Ich habe zum 01.06.2010 zum Stromanbieter Flexstrom gewechselt. Dabei wechselte ich zu einem Tarif, der die Zahlung per Vorkasse voraussetzte und 125,-€ Neukundenbonus, wenn ich mindestens zwölf Monate Kunde bleibe, versprach. Eine Verlängerung des Vertrages hätte fast das doppelte gekostet, als mein jetziger Anbieter (Hellenhein-Strom).

Nach ca. 4 Monaten erhielt ich die Endabrechnung, mit einem Guthaben von knapp 200,-, da wir 4000KWh eingekauft hatten, jedoch nur knapp 3000 KWh verbraucht hatten. Ich teilte Flexstrom daraufhin mit, auf welches (nicht meine eigenes Konto) überwiesen werden sollte und dass mir noch der Neukundenbonus zusteht.

Daraufhin teilte man mir mit, eine Auszahlung könne nur auf ein Konto, welches dem Vertragsinhaber gehöre, getätigt werden und Neukundenbonus stehe mir nach § 7.3 der AGB's nicht zu. Daraufhin teilte ich Flexstrom mein eigenes Konto mit, nun verlangte man aber eine schriftliche Vollmacht, um auf der sicheren Seite zu sein. Wohl eher Hinhaltetaktik.

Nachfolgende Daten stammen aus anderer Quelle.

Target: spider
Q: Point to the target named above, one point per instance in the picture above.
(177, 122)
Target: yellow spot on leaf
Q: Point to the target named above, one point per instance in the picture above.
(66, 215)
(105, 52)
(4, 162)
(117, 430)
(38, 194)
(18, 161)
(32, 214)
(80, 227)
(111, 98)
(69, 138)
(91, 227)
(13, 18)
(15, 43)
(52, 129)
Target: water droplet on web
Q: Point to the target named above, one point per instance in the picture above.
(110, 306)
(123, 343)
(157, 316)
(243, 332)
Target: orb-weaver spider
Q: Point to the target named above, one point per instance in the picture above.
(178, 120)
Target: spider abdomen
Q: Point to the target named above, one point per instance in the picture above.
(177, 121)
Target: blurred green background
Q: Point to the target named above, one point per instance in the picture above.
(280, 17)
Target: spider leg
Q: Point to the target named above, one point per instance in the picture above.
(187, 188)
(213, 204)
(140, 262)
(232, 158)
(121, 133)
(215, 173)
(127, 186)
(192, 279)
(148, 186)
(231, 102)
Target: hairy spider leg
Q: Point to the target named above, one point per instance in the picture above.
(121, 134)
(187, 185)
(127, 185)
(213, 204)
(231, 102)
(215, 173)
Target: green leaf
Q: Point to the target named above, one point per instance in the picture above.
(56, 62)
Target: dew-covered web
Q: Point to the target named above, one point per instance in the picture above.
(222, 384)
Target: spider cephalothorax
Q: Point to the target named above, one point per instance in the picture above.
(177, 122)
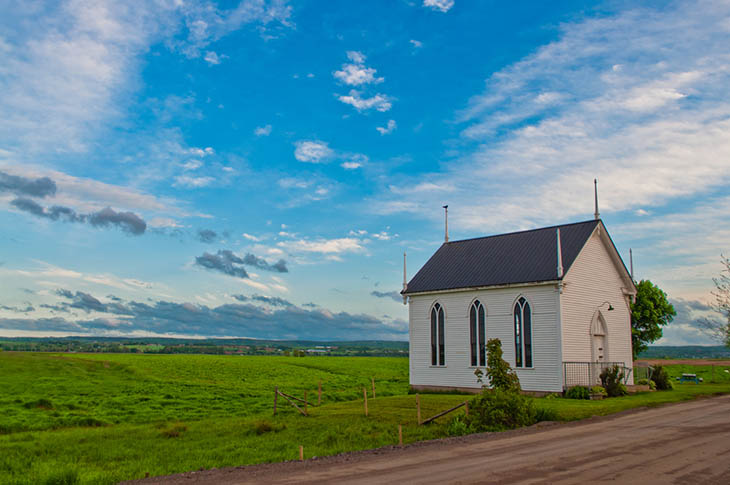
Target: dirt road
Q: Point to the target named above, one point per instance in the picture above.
(686, 443)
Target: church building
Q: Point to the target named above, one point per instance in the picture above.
(558, 298)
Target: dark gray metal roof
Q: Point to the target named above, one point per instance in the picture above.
(517, 257)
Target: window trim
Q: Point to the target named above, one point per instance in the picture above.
(521, 352)
(477, 351)
(437, 332)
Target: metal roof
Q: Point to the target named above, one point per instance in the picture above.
(517, 257)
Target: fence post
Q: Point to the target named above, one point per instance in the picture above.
(276, 394)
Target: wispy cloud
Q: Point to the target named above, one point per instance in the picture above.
(625, 98)
(313, 151)
(256, 316)
(356, 73)
(262, 130)
(228, 262)
(388, 128)
(439, 5)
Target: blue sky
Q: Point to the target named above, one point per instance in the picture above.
(258, 168)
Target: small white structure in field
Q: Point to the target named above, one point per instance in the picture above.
(558, 298)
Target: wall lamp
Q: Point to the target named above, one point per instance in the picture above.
(610, 307)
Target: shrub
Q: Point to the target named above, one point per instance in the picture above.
(458, 426)
(661, 378)
(498, 410)
(546, 414)
(599, 390)
(500, 374)
(578, 392)
(612, 380)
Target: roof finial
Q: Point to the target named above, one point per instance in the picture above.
(631, 263)
(405, 283)
(446, 223)
(560, 256)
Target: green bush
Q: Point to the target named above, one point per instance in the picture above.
(599, 390)
(500, 374)
(498, 410)
(661, 379)
(546, 414)
(612, 380)
(578, 392)
(458, 426)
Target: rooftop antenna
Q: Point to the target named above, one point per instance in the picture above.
(446, 223)
(560, 256)
(405, 283)
(631, 263)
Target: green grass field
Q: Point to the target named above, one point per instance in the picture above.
(102, 418)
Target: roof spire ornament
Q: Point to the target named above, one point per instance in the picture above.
(405, 283)
(446, 223)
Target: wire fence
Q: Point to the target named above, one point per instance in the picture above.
(589, 373)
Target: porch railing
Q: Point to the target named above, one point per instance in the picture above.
(588, 373)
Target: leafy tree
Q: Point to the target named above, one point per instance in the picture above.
(500, 374)
(649, 313)
(720, 329)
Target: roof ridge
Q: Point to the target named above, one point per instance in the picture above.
(524, 231)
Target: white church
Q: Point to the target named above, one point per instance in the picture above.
(557, 297)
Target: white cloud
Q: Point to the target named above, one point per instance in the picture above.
(262, 130)
(193, 182)
(251, 237)
(357, 73)
(312, 151)
(440, 5)
(324, 246)
(378, 101)
(388, 128)
(212, 58)
(356, 57)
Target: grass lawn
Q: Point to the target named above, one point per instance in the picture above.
(101, 418)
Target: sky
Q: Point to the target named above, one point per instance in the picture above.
(257, 168)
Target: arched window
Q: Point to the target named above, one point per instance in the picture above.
(478, 334)
(438, 354)
(523, 334)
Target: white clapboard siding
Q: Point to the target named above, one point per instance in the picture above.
(595, 278)
(546, 374)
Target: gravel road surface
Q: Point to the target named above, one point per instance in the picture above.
(685, 443)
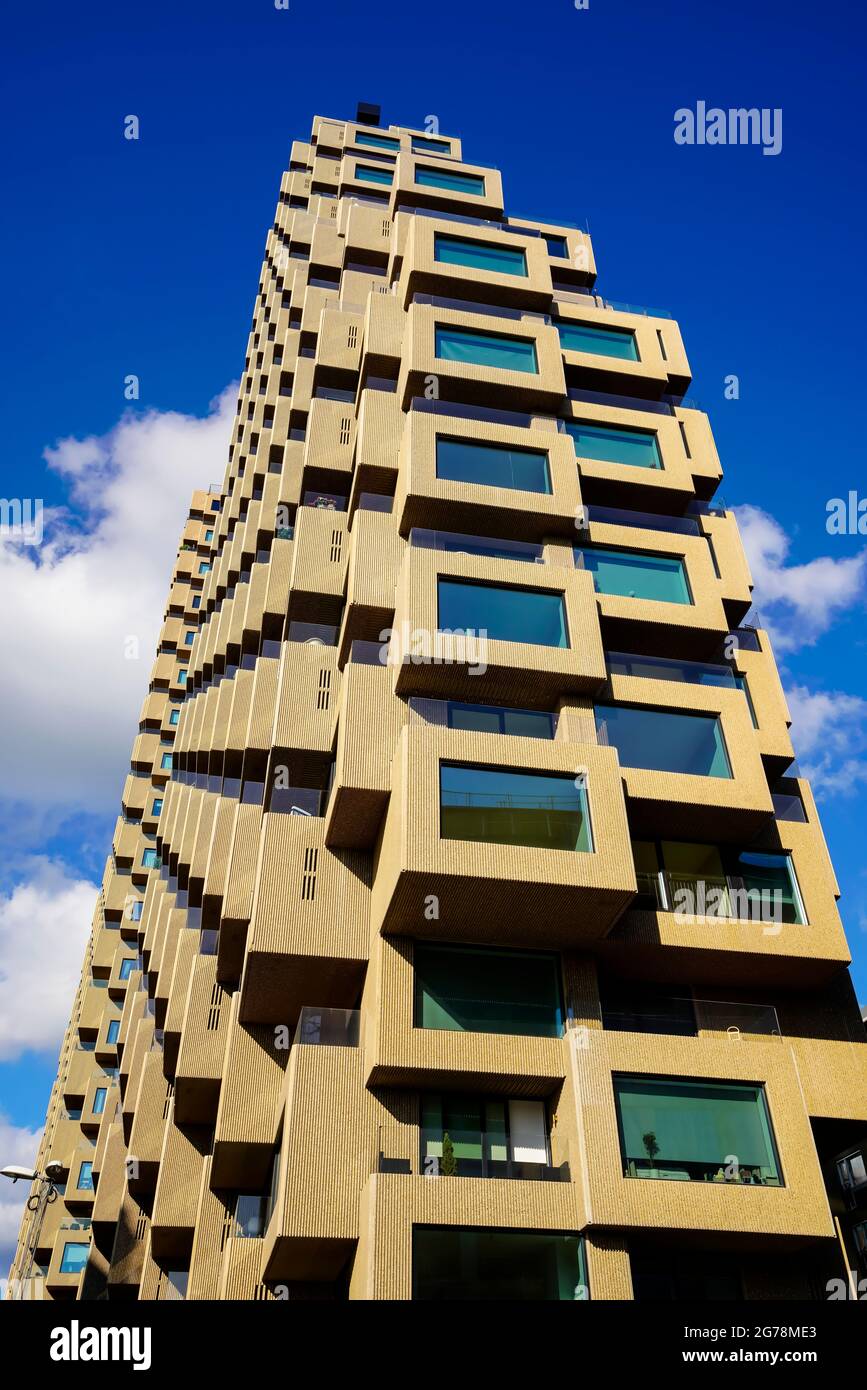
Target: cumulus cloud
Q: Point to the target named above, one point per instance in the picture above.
(17, 1146)
(68, 695)
(796, 602)
(830, 736)
(43, 927)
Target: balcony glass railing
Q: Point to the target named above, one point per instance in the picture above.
(484, 719)
(489, 546)
(327, 1027)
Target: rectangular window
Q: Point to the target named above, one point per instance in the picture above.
(499, 806)
(478, 990)
(635, 576)
(492, 466)
(666, 741)
(431, 146)
(712, 1132)
(603, 342)
(450, 180)
(470, 1136)
(377, 142)
(505, 613)
(457, 250)
(367, 174)
(74, 1257)
(482, 349)
(509, 1265)
(635, 448)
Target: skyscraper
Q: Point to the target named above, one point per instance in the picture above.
(467, 930)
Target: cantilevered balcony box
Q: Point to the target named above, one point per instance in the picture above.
(495, 884)
(513, 362)
(781, 1203)
(687, 620)
(428, 660)
(434, 492)
(459, 260)
(468, 189)
(309, 926)
(613, 350)
(706, 729)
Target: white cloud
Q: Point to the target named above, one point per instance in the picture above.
(43, 927)
(796, 602)
(17, 1146)
(68, 697)
(830, 737)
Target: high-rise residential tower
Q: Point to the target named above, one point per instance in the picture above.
(467, 930)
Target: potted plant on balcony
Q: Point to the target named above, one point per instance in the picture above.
(652, 1150)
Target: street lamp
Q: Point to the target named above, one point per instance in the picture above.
(38, 1203)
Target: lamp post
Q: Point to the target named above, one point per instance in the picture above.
(38, 1203)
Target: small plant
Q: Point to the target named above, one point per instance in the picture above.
(650, 1146)
(448, 1164)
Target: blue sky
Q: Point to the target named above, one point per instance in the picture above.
(143, 257)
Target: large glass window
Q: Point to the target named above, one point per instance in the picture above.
(482, 349)
(492, 464)
(505, 613)
(664, 740)
(74, 1257)
(635, 576)
(514, 1265)
(470, 1136)
(450, 180)
(603, 342)
(367, 174)
(460, 250)
(710, 1132)
(486, 990)
(637, 448)
(500, 806)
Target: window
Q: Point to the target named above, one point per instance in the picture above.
(431, 146)
(630, 574)
(450, 180)
(478, 990)
(556, 245)
(492, 466)
(466, 1136)
(485, 349)
(505, 613)
(637, 448)
(498, 719)
(367, 174)
(377, 142)
(695, 1130)
(510, 1265)
(499, 806)
(457, 250)
(74, 1257)
(603, 342)
(666, 741)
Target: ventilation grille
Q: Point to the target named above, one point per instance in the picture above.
(309, 873)
(324, 692)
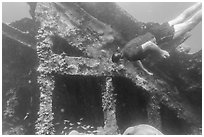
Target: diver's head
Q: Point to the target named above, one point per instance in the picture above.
(116, 57)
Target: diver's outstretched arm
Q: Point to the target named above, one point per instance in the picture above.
(143, 68)
(152, 46)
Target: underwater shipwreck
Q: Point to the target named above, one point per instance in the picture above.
(58, 75)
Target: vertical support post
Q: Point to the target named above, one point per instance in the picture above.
(153, 112)
(44, 125)
(109, 108)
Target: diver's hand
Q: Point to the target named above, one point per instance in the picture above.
(165, 54)
(149, 73)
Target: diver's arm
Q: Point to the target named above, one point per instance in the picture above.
(143, 68)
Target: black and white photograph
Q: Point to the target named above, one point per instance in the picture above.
(101, 68)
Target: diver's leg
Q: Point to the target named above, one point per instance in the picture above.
(188, 25)
(186, 14)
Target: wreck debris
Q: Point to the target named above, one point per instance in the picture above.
(89, 33)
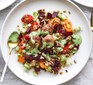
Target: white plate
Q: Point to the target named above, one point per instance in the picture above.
(77, 18)
(88, 3)
(5, 3)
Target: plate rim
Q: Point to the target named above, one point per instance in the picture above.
(1, 32)
(7, 5)
(82, 4)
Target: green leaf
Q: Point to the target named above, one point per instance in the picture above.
(13, 37)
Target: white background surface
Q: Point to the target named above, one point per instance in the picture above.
(85, 77)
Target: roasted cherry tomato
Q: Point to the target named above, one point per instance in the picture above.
(27, 19)
(22, 45)
(35, 23)
(27, 36)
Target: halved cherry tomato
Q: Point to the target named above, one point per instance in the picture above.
(27, 19)
(67, 26)
(42, 65)
(21, 59)
(35, 23)
(65, 49)
(34, 26)
(27, 36)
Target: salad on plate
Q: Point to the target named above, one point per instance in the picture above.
(45, 41)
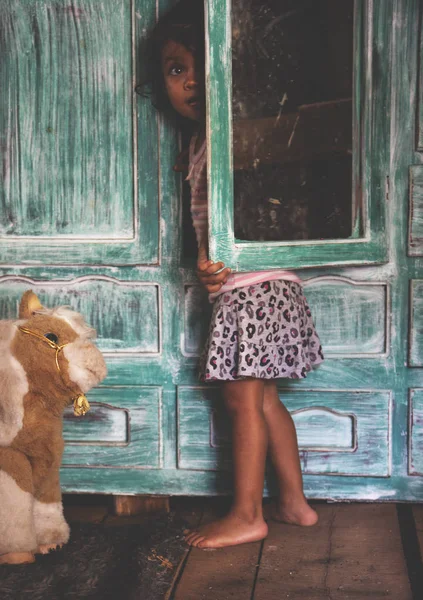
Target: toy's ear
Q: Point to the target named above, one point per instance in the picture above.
(29, 304)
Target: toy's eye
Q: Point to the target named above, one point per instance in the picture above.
(52, 337)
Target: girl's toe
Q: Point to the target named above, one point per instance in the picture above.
(197, 541)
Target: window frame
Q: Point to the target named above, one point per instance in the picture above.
(370, 150)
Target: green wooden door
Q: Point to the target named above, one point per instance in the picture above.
(91, 217)
(358, 416)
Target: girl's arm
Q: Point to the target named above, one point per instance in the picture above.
(212, 275)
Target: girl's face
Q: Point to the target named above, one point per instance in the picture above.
(183, 81)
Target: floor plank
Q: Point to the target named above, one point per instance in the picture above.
(418, 519)
(224, 574)
(355, 551)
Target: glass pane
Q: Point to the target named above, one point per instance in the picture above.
(292, 119)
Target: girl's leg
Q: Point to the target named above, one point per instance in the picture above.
(292, 507)
(244, 523)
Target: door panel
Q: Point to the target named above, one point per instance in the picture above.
(121, 430)
(370, 139)
(339, 433)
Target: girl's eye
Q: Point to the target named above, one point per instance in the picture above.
(52, 337)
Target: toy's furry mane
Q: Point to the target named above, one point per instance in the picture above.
(74, 319)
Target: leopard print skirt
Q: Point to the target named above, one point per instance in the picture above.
(264, 331)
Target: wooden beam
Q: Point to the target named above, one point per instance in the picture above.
(315, 131)
(138, 505)
(355, 551)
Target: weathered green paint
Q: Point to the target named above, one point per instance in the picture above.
(152, 428)
(135, 444)
(357, 445)
(415, 237)
(416, 433)
(67, 131)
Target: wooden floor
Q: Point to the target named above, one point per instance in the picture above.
(356, 551)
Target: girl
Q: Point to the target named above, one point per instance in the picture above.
(261, 327)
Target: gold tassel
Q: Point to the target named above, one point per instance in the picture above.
(80, 405)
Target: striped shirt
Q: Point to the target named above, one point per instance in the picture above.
(197, 176)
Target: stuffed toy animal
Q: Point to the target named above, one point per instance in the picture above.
(47, 361)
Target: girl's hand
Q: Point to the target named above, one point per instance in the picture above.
(207, 272)
(181, 163)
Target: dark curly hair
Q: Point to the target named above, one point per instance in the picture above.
(183, 24)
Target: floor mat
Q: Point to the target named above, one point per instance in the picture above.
(123, 562)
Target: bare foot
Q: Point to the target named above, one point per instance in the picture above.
(46, 548)
(229, 531)
(295, 513)
(17, 558)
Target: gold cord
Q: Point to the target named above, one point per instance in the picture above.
(80, 403)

Während dieses Schriftverkehrs mit der Flexstrom AG schrieb ich, wie bereits erwähnt, dass mir auch der Neukundenbonus zusteht. Hier widerlegte man immer wieder mit angeblich gewonnnen auf meinen Fall zutreffenden Gerichtsurteilen. Soweit ich mir die Sachen durch gelesen habe, trifft dies bei mir nicht zu und ich zähle zu denen, die Anspruch auf die Bonuszahlung haben. Da meine AGB's noch auf Stand des Berliner Urteils sind und hier die Rechtsprechung dem Kunden recht gegeben hat. Zudem ist das ganze vertraglich gesichert und die AGB's Klausel ist somit unwirksam.

Die Vollmacht schickte ich dann per Post und drohte im Brief mit Anwalt und Medien. Daraufhin erhielt ich eine Mail, dass man das Guthaben nun überweisen wolle. Die Bonuszahlung stehe mir jedoch nach hinreichender Prüfung nicht zu, wieder diverse Gerichtsurteile beigefügt, bei denen Flexstrom recht bekommen hat.

Mein Nachbar hatte das gleiche Problem und hat es bisher über die Verbraucherzentrale und über die neue "Schlichtungsstelle Energie e. V." versucht. Das Schreiben der Verbraucherzentrale, welches glaube ich 15,- € kostete, wurde ebenfalls abgewiesen. (Rückschreiben mit gewonennen Gerichtsurteilen, AGB's § 7.3, Bla Bla)

Nach dem Schreiben der Schlichtungsstelle änderte man die Rechnung immerhin so, dass er nun den Kundenbonus angerechnet bekommt. Jedoch wurde er nicht offiziell aufgeführt, sondern lediglich der Preis und Verbrauch so hingerechnet. Damit man ja nicht zugibt, den Kundenbonus zu zahlen. Dies ist mittlerweile ca. 8 Wochen her, trotz anerkanntem Guthaben ist noch immer kein Geld geflossen.